France's far-right leader Marine Le Pen said Friday her National Front party needs a name change because it has become "adult" and ready to govern. The move is meant to shed the toxic image that the National Front suffered under the leadership of her father, Jean-Marie Le Pen, who founded the party. But you know it is for many French people a psychological obstacle.

Although the National Front members gathered in Lille cheered and clapped at the announcement of a new name, it is still unclear how the rank-and-file around the country will vote on it.

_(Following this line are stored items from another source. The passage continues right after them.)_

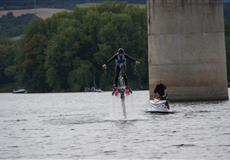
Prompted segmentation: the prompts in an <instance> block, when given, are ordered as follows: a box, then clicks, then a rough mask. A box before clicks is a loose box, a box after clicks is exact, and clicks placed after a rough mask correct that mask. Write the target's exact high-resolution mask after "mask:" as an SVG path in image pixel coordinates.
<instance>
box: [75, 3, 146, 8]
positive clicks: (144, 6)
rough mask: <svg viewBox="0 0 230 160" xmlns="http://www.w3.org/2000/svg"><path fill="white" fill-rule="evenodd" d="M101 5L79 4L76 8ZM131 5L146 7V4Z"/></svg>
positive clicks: (85, 7) (135, 4) (90, 3)
mask: <svg viewBox="0 0 230 160" xmlns="http://www.w3.org/2000/svg"><path fill="white" fill-rule="evenodd" d="M100 4H101V3H81V4H77V5H76V6H77V7H79V8H87V7H93V6H97V5H100ZM129 5H134V6H139V7H146V4H129Z"/></svg>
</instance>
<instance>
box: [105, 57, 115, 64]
mask: <svg viewBox="0 0 230 160" xmlns="http://www.w3.org/2000/svg"><path fill="white" fill-rule="evenodd" d="M116 56H117V54H114V55H113V56H112V57H111V58H109V59H108V60H107V61H106V62H105V64H106V65H107V64H109V63H110V62H112V61H113V60H114V59H115V58H116Z"/></svg>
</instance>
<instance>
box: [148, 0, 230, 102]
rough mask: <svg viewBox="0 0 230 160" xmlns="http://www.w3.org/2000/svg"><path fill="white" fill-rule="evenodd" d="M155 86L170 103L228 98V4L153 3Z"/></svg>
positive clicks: (181, 0)
mask: <svg viewBox="0 0 230 160" xmlns="http://www.w3.org/2000/svg"><path fill="white" fill-rule="evenodd" d="M147 8H148V47H149V51H148V55H149V60H148V61H149V88H150V98H151V99H152V98H153V91H154V87H155V82H156V81H158V80H161V81H162V83H164V84H166V86H167V88H168V94H169V99H170V100H175V101H190V100H191V101H193V100H224V99H228V88H227V71H226V51H225V37H224V18H223V0H177V1H172V0H164V1H163V0H162V1H158V0H147Z"/></svg>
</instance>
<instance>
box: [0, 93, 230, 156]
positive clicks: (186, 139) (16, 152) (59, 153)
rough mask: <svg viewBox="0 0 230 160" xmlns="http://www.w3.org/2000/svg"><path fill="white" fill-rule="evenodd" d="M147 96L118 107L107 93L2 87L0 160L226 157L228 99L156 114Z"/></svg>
mask: <svg viewBox="0 0 230 160" xmlns="http://www.w3.org/2000/svg"><path fill="white" fill-rule="evenodd" d="M148 97H149V92H148V91H134V94H133V95H131V96H129V97H127V98H126V100H125V108H123V107H122V104H121V101H120V99H119V98H118V97H113V96H111V93H110V92H102V93H56V94H10V93H9V94H0V159H43V158H46V159H193V160H194V159H208V160H211V159H213V160H217V159H226V160H229V159H230V122H229V121H230V101H215V102H191V103H170V105H171V108H172V109H173V110H174V111H176V113H175V114H168V115H159V114H149V113H145V110H146V109H147V108H148ZM125 111H126V112H125Z"/></svg>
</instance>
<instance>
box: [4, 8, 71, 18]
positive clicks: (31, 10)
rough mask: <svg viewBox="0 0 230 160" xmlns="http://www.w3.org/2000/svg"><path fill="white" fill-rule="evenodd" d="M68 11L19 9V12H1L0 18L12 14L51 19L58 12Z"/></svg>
mask: <svg viewBox="0 0 230 160" xmlns="http://www.w3.org/2000/svg"><path fill="white" fill-rule="evenodd" d="M63 11H68V10H66V9H54V8H37V9H18V10H6V11H0V17H1V16H3V15H6V14H7V13H9V12H12V13H13V15H14V16H16V17H17V16H21V15H24V14H34V15H36V16H37V17H40V18H42V19H46V18H48V17H51V16H52V15H53V14H55V13H58V12H63Z"/></svg>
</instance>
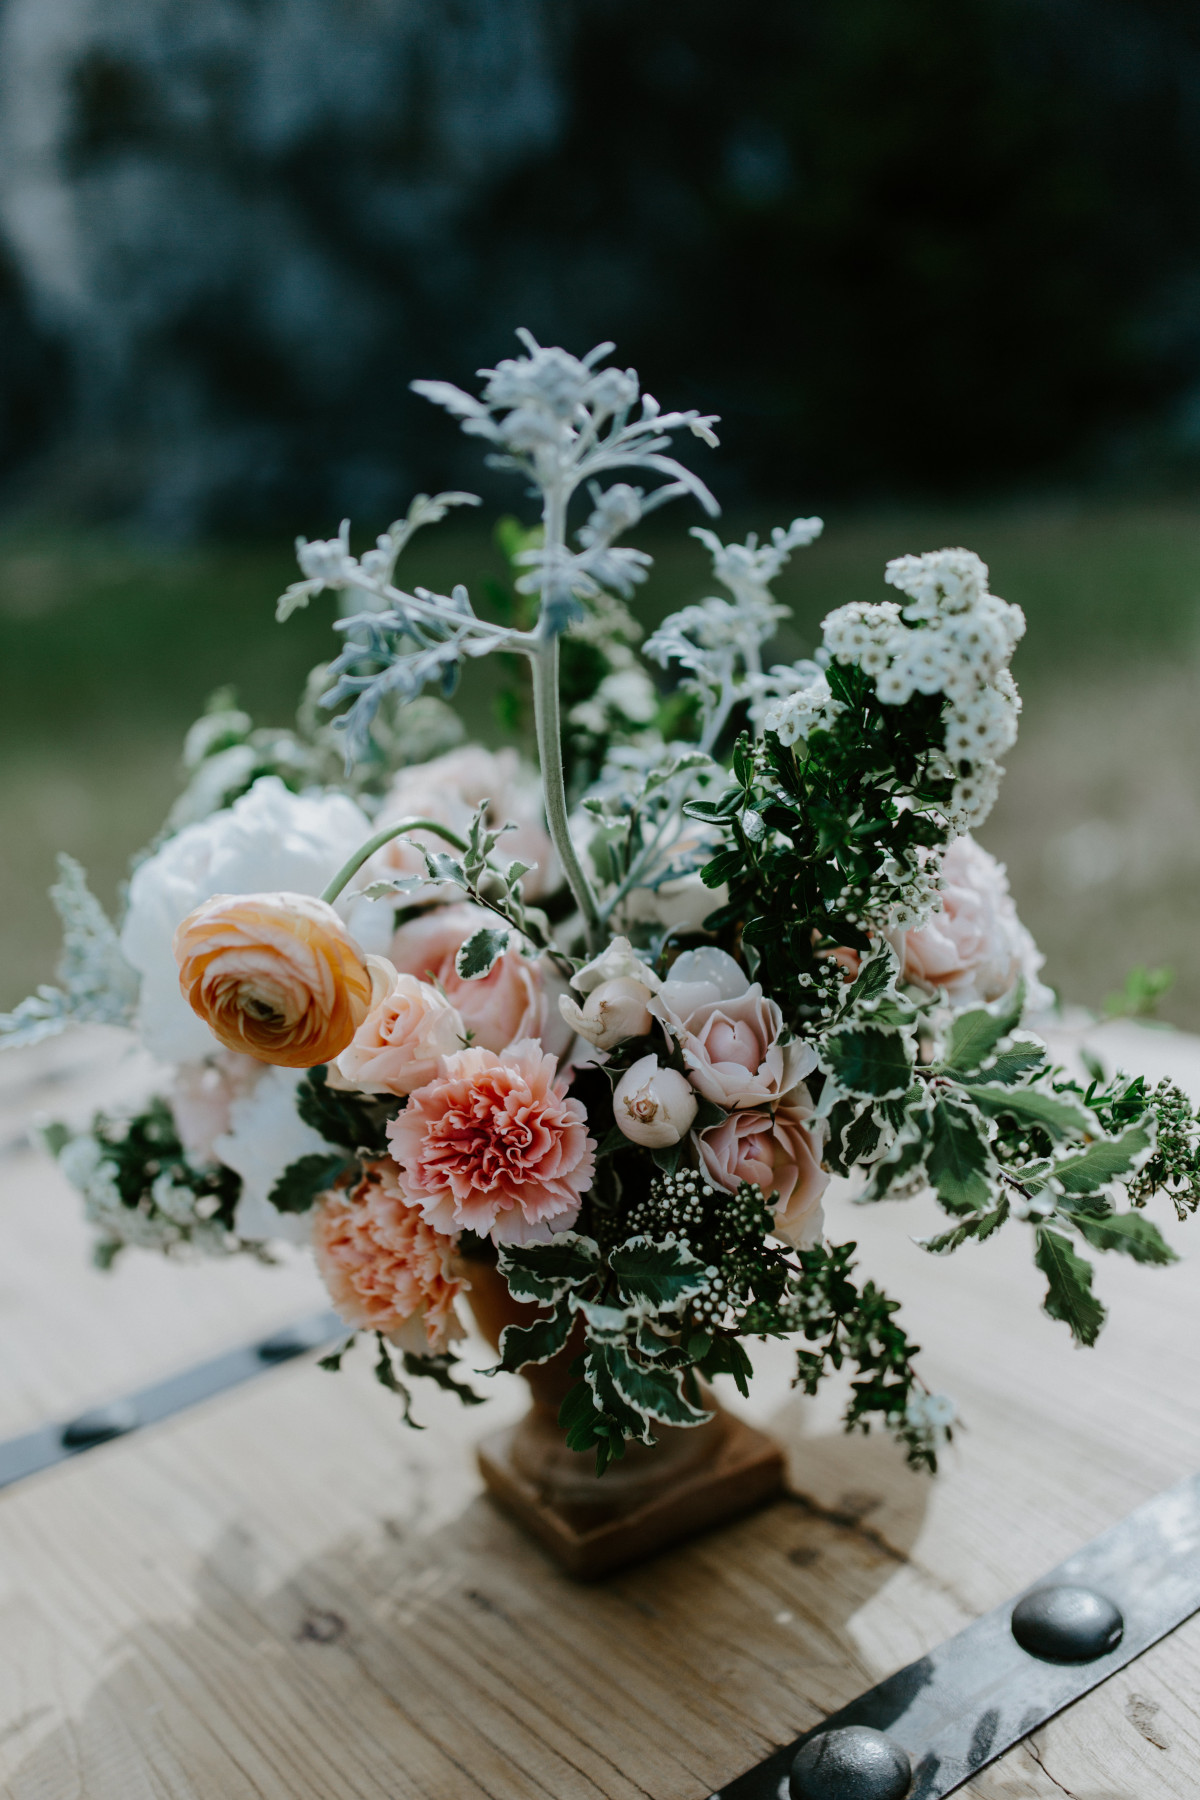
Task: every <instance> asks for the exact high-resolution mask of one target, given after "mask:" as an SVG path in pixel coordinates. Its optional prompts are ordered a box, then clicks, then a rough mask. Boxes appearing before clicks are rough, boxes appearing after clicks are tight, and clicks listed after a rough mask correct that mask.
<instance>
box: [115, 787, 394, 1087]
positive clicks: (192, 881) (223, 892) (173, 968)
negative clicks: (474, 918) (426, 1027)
mask: <svg viewBox="0 0 1200 1800" xmlns="http://www.w3.org/2000/svg"><path fill="white" fill-rule="evenodd" d="M369 837H371V821H369V819H367V817H365V814H362V812H360V808H358V806H356V805H354V801H353V799H349V797H347V796H345V794H291V790H290V788H286V787H284V785H282V781H281V779H279V776H263V778H261V779H259V781H255V783H254V787H252V788H250V792H248V794H243V796H241V799H237V801H234V805H232V806H228V808H225V810H223V812H214V814H210V817H207V819H201V821H200V823H196V824H187V826H184V830H182V832H176V835H175V837H169V839H167V842H166V844H164V846H162V850H157V851H155V855H153V857H148V859H146V862H142V864H140V866H139V868H137V869H135V873H133V880H131V882H130V907H128V913H126V920H124V925H122V931H121V949H122V950H124V954H126V958H128V959H130V963H131V965H133V968H137V972H139V976H140V977H142V988H140V997H139V1010H137V1028H139V1031H140V1037H142V1042H144V1044H146V1048H148V1049H149V1051H153V1055H155V1057H160V1058H162V1060H164V1062H200V1060H201V1058H205V1057H210V1055H212V1053H214V1051H216V1049H218V1040H216V1039H214V1035H212V1031H210V1030H209V1026H207V1024H205V1022H203V1021H201V1019H198V1017H196V1013H194V1012H193V1010H191V1006H189V1004H187V1001H185V999H184V995H182V992H180V972H178V967H176V961H175V950H173V949H171V940H173V938H175V927H176V925H178V923H180V920H184V918H187V914H189V913H191V911H193V909H194V907H198V905H200V902H201V900H209V898H210V896H212V895H248V893H300V895H318V893H320V891H322V887H324V886H326V884H327V882H329V880H331V877H333V875H336V871H338V869H340V868H342V864H344V862H345V860H347V857H351V855H353V851H354V850H358V848H360V844H363V842H365V841H367V839H369ZM338 913H340V914H342V918H344V920H345V922H347V925H349V929H351V932H353V934H354V938H356V940H358V943H360V945H362V949H363V950H383V949H387V943H389V940H390V931H392V918H394V913H392V907H390V905H389V904H387V902H371V900H363V898H362V895H344V896H342V900H338Z"/></svg>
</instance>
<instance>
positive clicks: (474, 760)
mask: <svg viewBox="0 0 1200 1800" xmlns="http://www.w3.org/2000/svg"><path fill="white" fill-rule="evenodd" d="M482 801H489V803H491V805H489V808H488V823H489V824H491V826H493V828H495V826H498V824H515V826H516V830H515V832H506V833H504V835H502V839H500V842H498V846H497V855H498V857H500V860H507V862H516V860H520V862H529V864H531V869H529V875H525V878H524V895H525V900H536V898H538V896H540V895H545V893H551V891H552V889H554V887H556V886H558V866H556V862H554V848H552V844H551V839H549V833H547V830H545V824H543V821H542V787H540V783H538V778H536V774H534V770H533V769H527V767H525V769H522V761H520V758H518V754H516V751H511V749H507V751H486V749H484V747H482V745H479V743H464V745H462V747H461V749H457V751H448V754H446V756H435V758H434V760H432V761H428V763H412V765H410V767H408V769H401V770H399V774H398V776H396V779H394V781H392V787H390V788H389V792H387V796H385V797H383V805H381V808H380V815H378V819H376V826H383V824H390V823H392V821H396V819H403V817H421V819H435V821H437V824H446V826H450V828H452V830H455V832H459V833H461V835H466V832H468V828H470V824H471V815H473V814H475V808H477V806H479V805H480V803H482ZM417 844H425V846H428V848H430V850H446V844H444V842H443V841H441V839H439V837H434V835H432V833H428V832H414V835H412V842H407V841H401V839H392V842H390V844H387V846H385V848H383V850H381V851H380V862H383V864H385V866H387V868H389V869H392V871H396V873H401V875H425V857H423V855H421V851H419V850H417V848H416V846H417ZM425 893H428V889H425ZM441 893H444V896H446V898H450V896H452V895H453V893H457V889H455V887H453V886H446V887H444V889H441Z"/></svg>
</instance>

Davy Rodriguez, who is also a parliamentary assistant for the party, was filmed apparently calling a bouncer at a bar in Lille a "black piece of shit" during a drunken late-night dispute on the eve of the party conference.

The National Front has struggled to remain visible in the French political landscape since the defeat of Ms. Le Pen by the centrist Emmanuel Macron in last year's presidential election.

"We were originally a protest party", she said. "In Macron's France, to be on the move is to be a nomad".

Her top campaign aide Florian Philippot has quit to start a rival far-right party, while her popular niece, Marion Marechal-Le Pen, is taking time out from politics.

Although she lost last year's election, Marine Le Pen's efforts to clean up the party's image have paid off to some extent.

Trump, who had campaigned touting similar views on immigration, Islam, trade, the European Union and Russian Federation, came close to endorsing Le Pen as she sought to defeat Macron past year. Wear it as a badge of honour. They will get to vote again on the new name by post.

The presence of the former head of far-right Breitbart News drew a stinging response from Macron's government.

He expressed his unequivocal support for the anti-establishment, ultra-nationalist Le Pen and, in a show of populist euphoria, called on followers to celebrate accusations of racism and xenophobia.

The new moniker, Le Rassemblement National (National Rally), must still be approved by party adherents who in a poll past year expressed mild support for the proposed move, with a slight majority of 52 percent voting in favour of the change.

That compared with 90 percent of respondents wanting a referendum on continued European Union membership and 98 percent wanting to cut immigration to France.

In 2015, 94 percent of party members voted to expel the controversy-stricken founder and rescind his honorary status as president-for-life, but were not able to enforce the decision because of legal challenges.